Aquele barulho diferente e um sacolejo mais insinuante que a nova passista globeleza. O pneu furou. O pneu, no caso, era de uma caminhonete. Furou, no caso, na margem da BR-116, a poucas horas do pôr-do-sol. Ao olhar para o lado esquerdo, apenas o horizonte. Ao olhar para o lado direito, um povoado simples.
Simples, mas prestativo. Encostando o veículo à procura de um borracheiro. Para um sujeito, cara de camponês, gente da pele curtida pelo sol. Eloquente, se dispõe a ajudar e chama o borracheiro, “o melhor da região”, ele diz. E o profissional chega lá e analisa o que houve. E era um furo grande, e precisava vulcanizar, e demoraria uma hora, talvez duas. Preço combinado, tudo certo. Um vai, outro fica ao lado do veículo.

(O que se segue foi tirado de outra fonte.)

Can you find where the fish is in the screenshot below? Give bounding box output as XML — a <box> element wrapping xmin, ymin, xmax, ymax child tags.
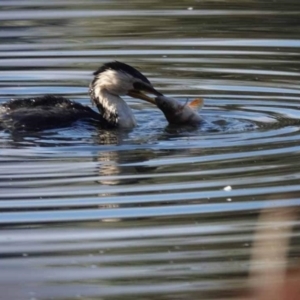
<box><xmin>155</xmin><ymin>95</ymin><xmax>203</xmax><ymax>126</ymax></box>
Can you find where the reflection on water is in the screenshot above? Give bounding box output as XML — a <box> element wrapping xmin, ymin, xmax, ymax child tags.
<box><xmin>0</xmin><ymin>0</ymin><xmax>300</xmax><ymax>299</ymax></box>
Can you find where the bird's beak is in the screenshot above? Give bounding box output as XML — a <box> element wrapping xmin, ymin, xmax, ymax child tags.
<box><xmin>127</xmin><ymin>82</ymin><xmax>162</xmax><ymax>105</ymax></box>
<box><xmin>127</xmin><ymin>90</ymin><xmax>157</xmax><ymax>104</ymax></box>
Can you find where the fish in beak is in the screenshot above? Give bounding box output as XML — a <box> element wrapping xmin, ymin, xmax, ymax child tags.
<box><xmin>127</xmin><ymin>81</ymin><xmax>162</xmax><ymax>105</ymax></box>
<box><xmin>155</xmin><ymin>95</ymin><xmax>203</xmax><ymax>126</ymax></box>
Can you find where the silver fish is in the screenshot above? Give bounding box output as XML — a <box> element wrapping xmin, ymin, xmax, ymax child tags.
<box><xmin>155</xmin><ymin>95</ymin><xmax>203</xmax><ymax>126</ymax></box>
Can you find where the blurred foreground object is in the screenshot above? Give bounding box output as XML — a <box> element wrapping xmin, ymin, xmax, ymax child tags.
<box><xmin>240</xmin><ymin>208</ymin><xmax>300</xmax><ymax>300</ymax></box>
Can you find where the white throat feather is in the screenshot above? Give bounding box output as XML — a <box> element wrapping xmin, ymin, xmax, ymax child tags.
<box><xmin>89</xmin><ymin>70</ymin><xmax>137</xmax><ymax>128</ymax></box>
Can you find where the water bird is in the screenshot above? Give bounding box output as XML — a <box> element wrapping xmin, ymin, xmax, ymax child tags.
<box><xmin>0</xmin><ymin>61</ymin><xmax>162</xmax><ymax>130</ymax></box>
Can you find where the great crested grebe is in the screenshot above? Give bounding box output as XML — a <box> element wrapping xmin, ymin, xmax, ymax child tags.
<box><xmin>0</xmin><ymin>61</ymin><xmax>162</xmax><ymax>131</ymax></box>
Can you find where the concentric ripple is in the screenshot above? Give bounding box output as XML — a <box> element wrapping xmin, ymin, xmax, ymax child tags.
<box><xmin>1</xmin><ymin>1</ymin><xmax>300</xmax><ymax>300</ymax></box>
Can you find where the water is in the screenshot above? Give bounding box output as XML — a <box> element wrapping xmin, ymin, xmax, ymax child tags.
<box><xmin>1</xmin><ymin>1</ymin><xmax>300</xmax><ymax>299</ymax></box>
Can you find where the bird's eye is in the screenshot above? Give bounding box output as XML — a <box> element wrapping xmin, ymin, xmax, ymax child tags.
<box><xmin>133</xmin><ymin>82</ymin><xmax>144</xmax><ymax>90</ymax></box>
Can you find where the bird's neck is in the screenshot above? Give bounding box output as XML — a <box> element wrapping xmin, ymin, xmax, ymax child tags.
<box><xmin>93</xmin><ymin>90</ymin><xmax>136</xmax><ymax>128</ymax></box>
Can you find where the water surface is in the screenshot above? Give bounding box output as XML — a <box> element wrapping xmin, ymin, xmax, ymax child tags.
<box><xmin>1</xmin><ymin>1</ymin><xmax>300</xmax><ymax>299</ymax></box>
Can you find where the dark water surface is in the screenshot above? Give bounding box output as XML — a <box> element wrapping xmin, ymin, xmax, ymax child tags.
<box><xmin>1</xmin><ymin>1</ymin><xmax>300</xmax><ymax>299</ymax></box>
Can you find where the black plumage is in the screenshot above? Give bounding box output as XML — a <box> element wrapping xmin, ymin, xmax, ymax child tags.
<box><xmin>0</xmin><ymin>95</ymin><xmax>110</xmax><ymax>130</ymax></box>
<box><xmin>93</xmin><ymin>61</ymin><xmax>151</xmax><ymax>84</ymax></box>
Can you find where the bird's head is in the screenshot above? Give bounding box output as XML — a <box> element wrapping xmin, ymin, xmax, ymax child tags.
<box><xmin>90</xmin><ymin>61</ymin><xmax>161</xmax><ymax>105</ymax></box>
<box><xmin>89</xmin><ymin>61</ymin><xmax>162</xmax><ymax>127</ymax></box>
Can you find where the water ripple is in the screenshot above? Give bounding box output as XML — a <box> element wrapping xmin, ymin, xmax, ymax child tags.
<box><xmin>1</xmin><ymin>1</ymin><xmax>300</xmax><ymax>299</ymax></box>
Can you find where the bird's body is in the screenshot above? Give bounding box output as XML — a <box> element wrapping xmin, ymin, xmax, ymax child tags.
<box><xmin>0</xmin><ymin>61</ymin><xmax>161</xmax><ymax>131</ymax></box>
<box><xmin>0</xmin><ymin>95</ymin><xmax>109</xmax><ymax>130</ymax></box>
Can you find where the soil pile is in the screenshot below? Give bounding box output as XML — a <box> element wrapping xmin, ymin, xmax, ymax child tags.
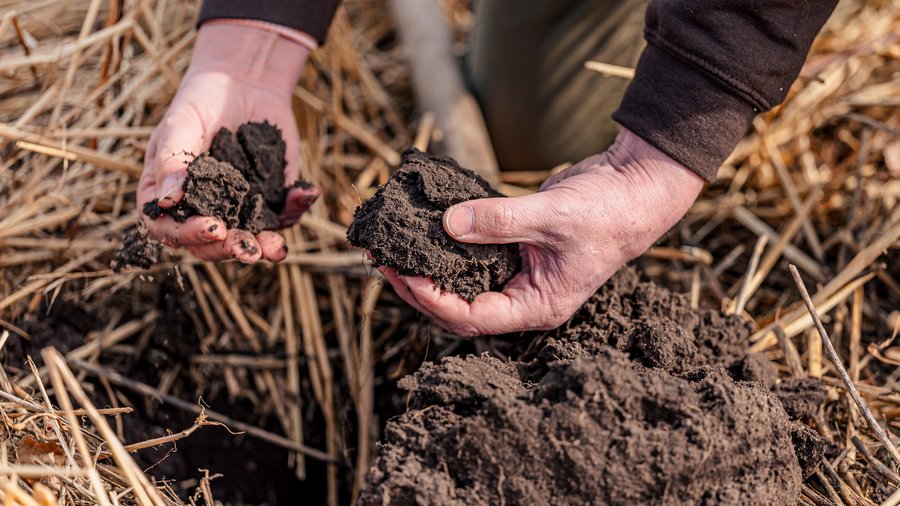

Carro fechado, naquele pequeno povoado, hora de observar ao redor. Uma parada de ônibus com um pequeno logotipo onde se lia “Beberibe, eu te amo”, para proteger do sol os que precisam se locomover. Ao fim da tarde, ali, isolado, aparentemente não há muito o que fazer. Sinal de telefone, inclusive, não há.
Sem internet ou dados, a sensação é de solidão? Ledo engano. O camponês que buscou o borracheiro se apresenta, conta da formação técnica em mecânica, e que gosta de se embrenhar naquele local que mistura caatinga com litoral com pouquíssimos quilômetros de distância.
Logo chega mais um habitante, que conta que nos tempos dos avós tinha muita onça parda por ali. Sim, suçuaranas. E que hoje sumiram, mas ainda tem um tipo de cervo, algumas jararacas, as cascavéis já estão quase extintas.
E ali, atrás do povoado, tem um açude, onde implantaram tilápias e tucunarés, que se adaptaram bem, mas brigam muito, porque tucunarés são territorialistas e matam as tilápias. E ainda dificultam a pescaria, porque são inteligentes ao extremo.
Há uma igreja no meio da praça. Talvez seja uma capela. A falta de catolicismo impede saber a diferença entre uma e outra, mas é uma construção linda, parece uma casa de bonecas, com um santo em sua entrada. E um espaço para os guris, aproveitando que o sol está terminando o expediente, começarem a armar o futebol.
E um deles, o mais loquaz, olha e diz: “moço, vamos jogar bola?”, tirando um sorriso daqueles do fundo da alma e dando uma vontade quase incontrolável de dobrar as calças, tirar o sapato social e assumir uma das posições daquela pelada.
Ao mesmo tempo, jovens se reúnem na frente do povoado, mas não é nenhum motivo religioso ou festa na cidade. Estão esperando o ônibus para estudar. E não, não é colégio ou supletivo. É faculdade, na cidade ali perto. Alguns fazem direito, outros pedagogia e ali falam dos sonhos e contam que criaram um grupo de whats app. Mas como, se não há sinal telefônico? Rádio, wi-fi, modernidades.
E oferecem a senha da rede para ver os emails e passar recados. Mas não, não é preciso. Estar desconectado naquela hora é excelente. Esquecer o mundo para lembrar de si. E informam que naquela casinha azul vende sorvete artesanal. E o preço é baratinho. E tem de nata goiaba, uma combinação tão deliciosa e improvável quanto caatinga e litoral, com nacos de goiabada em meio à nata. Sabor que fica na memória.
O por do sol se aproxima pelas margens da BR-116, preguiçosamente, mesclando-se com a luz dos faróis dos veículos que rasgam aquela estrada. O tempo passa rápido e já vem o borracheiro com o pneu consertado – “muito trabalho, teve que vulcanizar” .
Enquanto ele coloca o pneu de volta, as despedidas, como se fossem velhos conhecidos. Promessas de um dia passar por lá de novo e comer um tucunaré no restaurante da moça, que por sinal é irmã do borracheiro, que namora com o cara que falou das suçuaranas, e ali todo mundo se conhece.
E naquele momento, conhecer aos outros é reconhecer a si mesmo. Agora entendo a mensagem da parada de ônibus.